婚約破棄されたので、好きにすることにした。王城編

「まさか、攻撃魔法三発で、あんなに偉そうにしていたとは」
「そうね。私も、耳を疑ったわ」
 ふたりで顔を見合わせて笑った。
「エーリヒ」
 そっと名前を呼んで、甘えるように身を寄せる。
「私にとっても、エーリヒは人生の希望だよ。
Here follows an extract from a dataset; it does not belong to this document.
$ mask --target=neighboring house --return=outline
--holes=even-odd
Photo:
婚約を破棄されたあのときに、クロエは死んでしまっていたかもしれない。それをここまで連れてきてくれたのは、エーリヒだから」
「……ああ」
 エーリヒはクロエの言葉に小さく頷いた。
 そうして、自分の胸に頬を寄せるクロエの黒髪を、優しく撫でる。
「クロエがいれば、他は何もいらない。ずっと一緒生きて行こう」
「うん。約束よ」
 目を閉じると、唇に優しい熱を感じた。
 エーリヒは無事に、『特別依頼』を果たした。
 目的を達成したので、王都に戻らなくてはならない。
(思っていたよりも早く、帰ることになったなぁ)
 もう少し旅を楽しみたかったと思うが、サージェがあの様子では、時間が経過すればするほど、また犠牲者が増えたのかもしれない。
 だからここで、彼を取り押さえることができてよかったのだろう。
「王都に戻る?」
 そうなるだろうと思って聞いた言葉だったが、エーリヒの返答は予想外のものだった。
「特別依頼を果たしたから、そうしなければならないところだが、魔物退治の依頼が何件かきていた。どうやら指名依頼のようだから、それを果たしてからになる」
「……そっか」
 まだもう少し、旅ができる。
 そう思うと、楽しみだった。


「エーリヒって、氷の剣士って呼ばれているらしいよ」
 クロエとエーリヒは、新規の依頼があった町を訪れていた。